In reporting Allen’s outrageous behaviour under the heading “Debbie Allen: the Next Kim Davis?” Vada Magazine said that Samantha Brookover and Amanda Abramovich went to the Gilmore County Courthouse to register their wedding, where they were allegedly told by the deputy clerk that God would judge them.
We did not attack them. We did not yell at them. We were not aggressive with them. I felt I talked nicely to them. I just told them my opinion. I just felt led to do that. I believe God was standing with me and that’s just my religious belief.
Brookover and Abramovich, above, claimed that Allen huffed, slammed down copies of their driving licences and proceeded to tell them that their marriage was wrong in God’s eyes and that no one in Gilmer County would ever marry them.
Brookover said they were:
Flabbergasted and hurt and angry like you wouldn’t believe.
The incident was reported to the county clerk who oversees Allen, Jean Butcher. She said:
They were issued the licence, and that was the main thing.
According to Pink News, Americans United – a group that advocates for separation of church and state – has warned the clerk she may have been violating the constitution by espousing her religious beliefs while serving in an official capacity.
In a letter to the clerk’s office, AU wrote:
We understand that Deputy County Clerk Debbie Allen recently attempted to discourage a same-sex couple from applying for a marriage licence by condemning the couple’s relationship while processing the application.
Ms Allen told the couple that their attempt to get married was wrong and that God would judge them.
When the mother of one of the applicants called County Clerk Jean Butcher to complain, Ms. Butcher defended the behavior of her staff and stated that she had similar religious views.

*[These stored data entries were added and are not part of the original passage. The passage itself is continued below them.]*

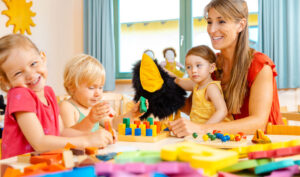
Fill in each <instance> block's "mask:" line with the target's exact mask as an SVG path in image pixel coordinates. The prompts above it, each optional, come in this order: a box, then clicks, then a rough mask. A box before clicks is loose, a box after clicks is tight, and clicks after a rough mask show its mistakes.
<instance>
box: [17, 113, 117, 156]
mask: <svg viewBox="0 0 300 177" xmlns="http://www.w3.org/2000/svg"><path fill="white" fill-rule="evenodd" d="M15 117H16V120H17V123H18V125H19V127H20V129H21V131H22V132H23V134H24V136H25V137H26V139H27V141H28V142H29V143H30V145H31V146H32V147H33V149H34V150H35V151H48V150H53V149H58V148H62V147H64V146H65V145H66V144H67V143H71V144H74V145H75V146H77V147H87V146H96V147H104V146H106V145H107V144H110V143H112V137H111V134H110V133H109V132H107V131H105V130H104V131H103V130H101V131H98V132H95V133H90V134H88V135H85V136H77V137H61V136H53V135H45V133H44V130H43V127H42V125H41V124H40V122H39V120H38V118H37V117H36V114H35V113H32V112H17V113H15Z"/></svg>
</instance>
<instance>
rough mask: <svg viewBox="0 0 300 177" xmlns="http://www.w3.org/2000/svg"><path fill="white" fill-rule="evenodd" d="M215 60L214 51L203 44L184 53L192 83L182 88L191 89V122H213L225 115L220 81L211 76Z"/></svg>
mask: <svg viewBox="0 0 300 177" xmlns="http://www.w3.org/2000/svg"><path fill="white" fill-rule="evenodd" d="M215 62H216V55H215V53H214V52H213V51H212V50H211V49H210V48H209V47H207V46H205V45H201V46H196V47H194V48H192V49H190V50H189V51H188V53H187V54H186V58H185V66H186V71H187V73H188V75H189V78H190V79H191V80H192V81H193V85H185V86H183V88H184V89H185V90H189V91H193V96H192V99H193V100H192V109H191V112H190V119H191V121H192V122H196V123H206V124H213V123H218V122H220V121H223V120H224V119H225V117H226V115H227V107H226V103H225V101H224V97H223V92H222V88H221V83H220V81H214V80H213V79H212V77H211V74H212V73H213V72H214V71H215V69H216V64H215ZM225 120H228V119H225Z"/></svg>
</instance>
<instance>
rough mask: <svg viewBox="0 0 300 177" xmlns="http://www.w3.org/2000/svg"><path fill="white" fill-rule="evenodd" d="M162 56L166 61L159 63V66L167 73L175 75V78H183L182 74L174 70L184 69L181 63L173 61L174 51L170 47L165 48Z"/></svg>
mask: <svg viewBox="0 0 300 177" xmlns="http://www.w3.org/2000/svg"><path fill="white" fill-rule="evenodd" d="M163 54H164V57H165V59H166V61H163V62H161V63H160V65H161V66H162V67H164V68H166V69H167V70H168V71H170V72H172V73H173V74H175V75H176V76H177V77H183V75H184V72H182V71H180V70H179V69H177V68H176V67H179V68H181V69H184V66H183V65H182V64H181V63H179V62H177V61H175V57H176V51H175V49H174V48H171V47H169V48H166V49H164V50H163Z"/></svg>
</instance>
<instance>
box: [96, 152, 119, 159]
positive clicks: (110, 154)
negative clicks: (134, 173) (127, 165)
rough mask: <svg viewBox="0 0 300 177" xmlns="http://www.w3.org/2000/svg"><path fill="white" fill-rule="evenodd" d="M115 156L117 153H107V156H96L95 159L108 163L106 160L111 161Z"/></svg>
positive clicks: (102, 155) (104, 155) (115, 155)
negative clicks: (95, 157)
mask: <svg viewBox="0 0 300 177" xmlns="http://www.w3.org/2000/svg"><path fill="white" fill-rule="evenodd" d="M116 155H117V153H115V152H111V153H108V154H105V155H96V157H97V158H98V159H99V160H102V161H108V160H111V159H113V158H114V157H115V156H116Z"/></svg>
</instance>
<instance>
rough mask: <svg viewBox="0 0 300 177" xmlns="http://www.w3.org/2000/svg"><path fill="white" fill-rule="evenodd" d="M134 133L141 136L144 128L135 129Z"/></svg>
mask: <svg viewBox="0 0 300 177" xmlns="http://www.w3.org/2000/svg"><path fill="white" fill-rule="evenodd" d="M134 135H135V136H141V135H142V129H141V128H136V129H134Z"/></svg>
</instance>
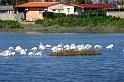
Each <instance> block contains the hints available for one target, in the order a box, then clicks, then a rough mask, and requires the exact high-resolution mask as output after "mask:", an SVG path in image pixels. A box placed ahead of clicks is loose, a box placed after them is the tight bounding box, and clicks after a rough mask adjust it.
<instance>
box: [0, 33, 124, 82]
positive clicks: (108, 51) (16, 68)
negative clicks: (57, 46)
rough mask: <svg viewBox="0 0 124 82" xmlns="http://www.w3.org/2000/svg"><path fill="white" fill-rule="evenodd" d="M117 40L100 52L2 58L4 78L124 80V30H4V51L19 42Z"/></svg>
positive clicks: (21, 45)
mask: <svg viewBox="0 0 124 82" xmlns="http://www.w3.org/2000/svg"><path fill="white" fill-rule="evenodd" d="M40 42H42V43H43V44H52V45H57V44H59V43H63V44H72V43H76V44H82V43H84V44H87V43H89V44H91V45H95V44H100V45H102V46H104V47H105V46H107V45H109V44H114V49H113V50H111V51H108V50H106V49H102V50H100V51H101V52H102V53H103V54H102V55H100V56H76V57H75V56H70V57H65V56H64V57H53V56H52V57H51V56H48V52H43V55H42V56H41V57H27V56H11V57H1V58H0V82H124V53H123V52H122V50H123V48H124V34H25V33H4V32H3V33H0V51H3V50H5V49H7V48H8V47H10V46H13V47H16V46H18V45H20V46H22V47H23V48H26V49H28V50H29V49H31V48H32V47H34V46H38V45H39V43H40Z"/></svg>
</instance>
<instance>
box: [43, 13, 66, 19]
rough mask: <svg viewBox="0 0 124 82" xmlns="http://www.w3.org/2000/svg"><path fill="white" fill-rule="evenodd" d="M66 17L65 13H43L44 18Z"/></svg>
mask: <svg viewBox="0 0 124 82" xmlns="http://www.w3.org/2000/svg"><path fill="white" fill-rule="evenodd" d="M65 16H66V15H65V14H64V13H53V12H43V17H44V18H60V17H65Z"/></svg>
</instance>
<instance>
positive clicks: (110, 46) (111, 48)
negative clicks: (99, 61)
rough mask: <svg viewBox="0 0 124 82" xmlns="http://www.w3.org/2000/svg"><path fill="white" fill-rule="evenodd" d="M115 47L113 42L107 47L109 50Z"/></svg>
mask: <svg viewBox="0 0 124 82" xmlns="http://www.w3.org/2000/svg"><path fill="white" fill-rule="evenodd" d="M113 47H114V45H113V44H110V45H108V46H106V49H107V50H111V49H112V48H113Z"/></svg>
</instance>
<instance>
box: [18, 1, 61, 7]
mask: <svg viewBox="0 0 124 82" xmlns="http://www.w3.org/2000/svg"><path fill="white" fill-rule="evenodd" d="M60 3H61V2H28V3H25V4H21V5H17V6H16V7H26V8H27V7H49V6H52V5H56V4H60Z"/></svg>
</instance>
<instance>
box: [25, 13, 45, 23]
mask: <svg viewBox="0 0 124 82" xmlns="http://www.w3.org/2000/svg"><path fill="white" fill-rule="evenodd" d="M37 19H43V15H42V11H28V12H27V13H26V21H35V20H37Z"/></svg>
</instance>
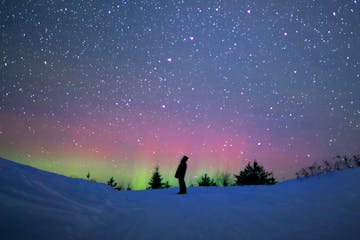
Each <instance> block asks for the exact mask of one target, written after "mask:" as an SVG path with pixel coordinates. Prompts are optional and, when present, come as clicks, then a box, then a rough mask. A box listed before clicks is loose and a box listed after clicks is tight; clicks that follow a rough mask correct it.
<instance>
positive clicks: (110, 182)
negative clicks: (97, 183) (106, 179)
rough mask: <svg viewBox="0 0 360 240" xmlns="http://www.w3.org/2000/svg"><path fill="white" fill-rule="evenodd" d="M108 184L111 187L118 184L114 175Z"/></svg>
mask: <svg viewBox="0 0 360 240" xmlns="http://www.w3.org/2000/svg"><path fill="white" fill-rule="evenodd" d="M107 184H108V185H109V186H110V187H112V188H115V187H116V185H117V183H116V182H115V179H114V178H113V177H111V178H110V179H109V181H108V182H107Z"/></svg>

Not only was this conduct inhumane, but it flagrantly violated the couple’s constitutional rights. By chastising the couple and expressing religious disapproval of their relationship and attempt to marry, the County violated the Equal Protection and Due Process Clauses of the Fourteenth Amendment as well as the Establishment Clause of the First Amendment.
The letter continues:
In order to bring the County Clerk’s office into compliance with the Constitution, the office and its staff must refrain from conveying religious or anti-gay messages when processing marriage-license applications or performing other official functions … Just as County officials could not disparage the relationships of interracial or interfaith couples while processing their applications, County officials may not demean the relationships of same-sex couples.

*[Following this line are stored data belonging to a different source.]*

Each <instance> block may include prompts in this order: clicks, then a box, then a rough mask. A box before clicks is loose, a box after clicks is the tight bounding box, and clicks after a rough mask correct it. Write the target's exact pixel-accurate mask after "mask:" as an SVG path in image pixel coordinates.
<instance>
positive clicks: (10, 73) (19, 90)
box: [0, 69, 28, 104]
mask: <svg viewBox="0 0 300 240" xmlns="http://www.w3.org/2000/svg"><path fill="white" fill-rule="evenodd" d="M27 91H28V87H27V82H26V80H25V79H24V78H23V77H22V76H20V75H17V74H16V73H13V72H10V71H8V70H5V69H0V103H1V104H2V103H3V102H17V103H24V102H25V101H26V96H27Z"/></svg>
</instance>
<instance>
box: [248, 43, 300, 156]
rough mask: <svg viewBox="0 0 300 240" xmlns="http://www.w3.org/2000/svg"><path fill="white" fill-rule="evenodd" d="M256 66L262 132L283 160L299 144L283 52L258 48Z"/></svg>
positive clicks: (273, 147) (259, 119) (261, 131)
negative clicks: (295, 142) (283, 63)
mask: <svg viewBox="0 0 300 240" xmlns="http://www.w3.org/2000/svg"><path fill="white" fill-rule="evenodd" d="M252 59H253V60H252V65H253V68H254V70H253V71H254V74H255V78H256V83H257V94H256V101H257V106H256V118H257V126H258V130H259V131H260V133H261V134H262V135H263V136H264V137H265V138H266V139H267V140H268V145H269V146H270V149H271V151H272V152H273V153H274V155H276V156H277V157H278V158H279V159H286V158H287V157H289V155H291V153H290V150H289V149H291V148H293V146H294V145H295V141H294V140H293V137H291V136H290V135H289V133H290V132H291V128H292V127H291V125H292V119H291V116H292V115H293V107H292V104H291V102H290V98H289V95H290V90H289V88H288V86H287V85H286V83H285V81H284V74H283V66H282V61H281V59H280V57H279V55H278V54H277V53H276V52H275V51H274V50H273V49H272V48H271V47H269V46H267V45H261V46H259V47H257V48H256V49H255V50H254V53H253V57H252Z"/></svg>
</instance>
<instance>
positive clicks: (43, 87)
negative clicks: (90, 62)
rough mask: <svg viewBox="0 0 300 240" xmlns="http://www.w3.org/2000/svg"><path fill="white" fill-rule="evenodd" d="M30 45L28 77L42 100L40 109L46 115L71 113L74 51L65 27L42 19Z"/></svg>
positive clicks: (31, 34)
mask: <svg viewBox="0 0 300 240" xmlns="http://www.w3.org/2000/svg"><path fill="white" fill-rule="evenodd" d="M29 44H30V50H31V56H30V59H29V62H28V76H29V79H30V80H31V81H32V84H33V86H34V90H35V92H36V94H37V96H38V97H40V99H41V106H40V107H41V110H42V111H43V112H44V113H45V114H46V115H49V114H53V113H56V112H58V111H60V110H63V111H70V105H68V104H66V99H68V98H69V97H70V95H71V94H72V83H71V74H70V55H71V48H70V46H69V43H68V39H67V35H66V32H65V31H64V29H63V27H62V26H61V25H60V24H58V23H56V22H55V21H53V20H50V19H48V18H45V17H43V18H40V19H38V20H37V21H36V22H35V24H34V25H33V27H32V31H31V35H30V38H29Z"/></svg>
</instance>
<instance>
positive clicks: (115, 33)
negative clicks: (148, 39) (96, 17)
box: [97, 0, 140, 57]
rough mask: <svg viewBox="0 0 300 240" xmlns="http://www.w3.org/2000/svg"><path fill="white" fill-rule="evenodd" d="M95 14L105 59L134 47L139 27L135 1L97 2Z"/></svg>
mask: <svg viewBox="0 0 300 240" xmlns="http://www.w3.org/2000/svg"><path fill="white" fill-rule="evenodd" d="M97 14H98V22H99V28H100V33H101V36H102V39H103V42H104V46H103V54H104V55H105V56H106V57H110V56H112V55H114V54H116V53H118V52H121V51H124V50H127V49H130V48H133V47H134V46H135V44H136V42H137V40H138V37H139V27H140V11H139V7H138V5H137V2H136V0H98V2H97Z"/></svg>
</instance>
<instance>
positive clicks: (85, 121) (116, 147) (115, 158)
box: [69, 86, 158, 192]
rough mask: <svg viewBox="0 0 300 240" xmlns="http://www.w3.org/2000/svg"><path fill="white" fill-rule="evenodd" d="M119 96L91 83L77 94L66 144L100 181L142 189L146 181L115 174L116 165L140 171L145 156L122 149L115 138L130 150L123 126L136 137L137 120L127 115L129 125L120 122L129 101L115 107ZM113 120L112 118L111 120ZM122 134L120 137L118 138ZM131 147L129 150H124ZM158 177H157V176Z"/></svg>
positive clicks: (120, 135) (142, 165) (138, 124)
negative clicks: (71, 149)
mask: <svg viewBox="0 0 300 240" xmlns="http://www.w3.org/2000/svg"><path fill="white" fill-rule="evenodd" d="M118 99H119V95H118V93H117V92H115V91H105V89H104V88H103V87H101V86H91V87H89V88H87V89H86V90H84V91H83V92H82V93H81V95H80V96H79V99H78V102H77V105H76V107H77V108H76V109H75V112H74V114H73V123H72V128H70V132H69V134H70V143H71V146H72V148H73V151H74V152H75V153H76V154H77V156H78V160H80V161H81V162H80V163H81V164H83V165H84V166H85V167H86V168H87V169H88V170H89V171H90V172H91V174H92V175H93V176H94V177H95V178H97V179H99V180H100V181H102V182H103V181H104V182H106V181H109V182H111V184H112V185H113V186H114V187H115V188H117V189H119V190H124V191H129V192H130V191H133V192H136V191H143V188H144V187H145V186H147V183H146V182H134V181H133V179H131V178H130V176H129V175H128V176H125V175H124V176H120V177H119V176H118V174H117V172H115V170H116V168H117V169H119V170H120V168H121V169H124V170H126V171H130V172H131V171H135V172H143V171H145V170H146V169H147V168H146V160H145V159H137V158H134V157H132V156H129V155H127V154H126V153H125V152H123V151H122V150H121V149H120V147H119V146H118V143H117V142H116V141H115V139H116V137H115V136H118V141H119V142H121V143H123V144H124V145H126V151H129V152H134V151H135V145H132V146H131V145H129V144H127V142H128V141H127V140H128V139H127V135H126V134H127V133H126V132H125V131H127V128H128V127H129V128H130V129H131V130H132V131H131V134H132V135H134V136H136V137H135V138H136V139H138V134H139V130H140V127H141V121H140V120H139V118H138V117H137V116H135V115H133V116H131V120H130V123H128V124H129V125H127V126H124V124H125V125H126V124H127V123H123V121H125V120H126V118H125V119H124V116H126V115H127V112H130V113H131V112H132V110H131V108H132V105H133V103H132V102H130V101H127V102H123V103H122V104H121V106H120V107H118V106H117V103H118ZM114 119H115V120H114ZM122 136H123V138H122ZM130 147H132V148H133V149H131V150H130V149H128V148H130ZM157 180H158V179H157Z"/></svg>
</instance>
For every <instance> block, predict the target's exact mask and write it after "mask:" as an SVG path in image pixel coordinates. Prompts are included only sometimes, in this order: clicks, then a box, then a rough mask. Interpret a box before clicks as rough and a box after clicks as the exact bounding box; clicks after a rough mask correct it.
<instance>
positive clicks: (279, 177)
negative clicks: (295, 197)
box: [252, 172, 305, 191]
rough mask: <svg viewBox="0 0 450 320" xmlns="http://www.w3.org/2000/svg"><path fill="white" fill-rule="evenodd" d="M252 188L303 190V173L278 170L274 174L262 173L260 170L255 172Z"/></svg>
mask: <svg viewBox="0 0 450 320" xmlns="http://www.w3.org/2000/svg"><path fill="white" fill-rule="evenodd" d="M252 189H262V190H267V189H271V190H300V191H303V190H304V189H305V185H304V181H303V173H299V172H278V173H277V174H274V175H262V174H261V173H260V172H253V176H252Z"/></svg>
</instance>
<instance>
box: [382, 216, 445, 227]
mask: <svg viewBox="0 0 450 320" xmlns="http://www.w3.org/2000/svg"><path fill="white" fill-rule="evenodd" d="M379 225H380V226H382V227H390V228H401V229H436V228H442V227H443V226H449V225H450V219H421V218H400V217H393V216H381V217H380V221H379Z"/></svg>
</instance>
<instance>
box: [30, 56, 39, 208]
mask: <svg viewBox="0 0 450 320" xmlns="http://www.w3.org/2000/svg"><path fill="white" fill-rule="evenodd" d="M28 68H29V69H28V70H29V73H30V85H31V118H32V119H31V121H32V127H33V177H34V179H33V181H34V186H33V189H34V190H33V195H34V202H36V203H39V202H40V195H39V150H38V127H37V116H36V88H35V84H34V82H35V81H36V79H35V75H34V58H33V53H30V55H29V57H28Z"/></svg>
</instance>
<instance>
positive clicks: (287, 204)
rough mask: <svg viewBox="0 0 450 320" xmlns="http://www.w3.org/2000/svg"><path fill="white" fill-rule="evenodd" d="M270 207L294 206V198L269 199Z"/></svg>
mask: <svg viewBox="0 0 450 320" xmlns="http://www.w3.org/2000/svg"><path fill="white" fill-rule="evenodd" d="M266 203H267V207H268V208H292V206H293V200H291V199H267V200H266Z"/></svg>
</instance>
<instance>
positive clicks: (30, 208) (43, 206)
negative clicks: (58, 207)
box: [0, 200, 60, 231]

Second, by telling applicants for a marriage licence that God disapproves of their union, the County is violating the Establishment Clause. Governmental entities may not communicate an ‘endorsement of religion’ …
The Establishment Clause violation here is especially serious because Ms Allen proselytized to a same-sex couple visiting a government office to obtain a government license that is required for the couple to get married.
Indeed, the Deputy Clerk has admitted that she sought to impose her own religious beliefs on the couple … Recently, a federal court ruled that Rowan County Clerk Kim Davis has no First Amendment right to interfere with citizens’ right to marry, despite her own religious opposition to marriage by same-sex couples; as a government official, Davis may not ‘openly adopt a policy that promotes her own religious convictions at the expenses of others’.
Please bring the County Clerk’s office into compliance with the Constitution by ensuring that County officials do not disparage same-sex couples or direct religious messages to the public. We would appreciate a response to this letter within fourteen days.
The action is part of Americans United’s Protect Thy Neighbor project, which seeks to stop religion-based discrimination against LGBT persons and others.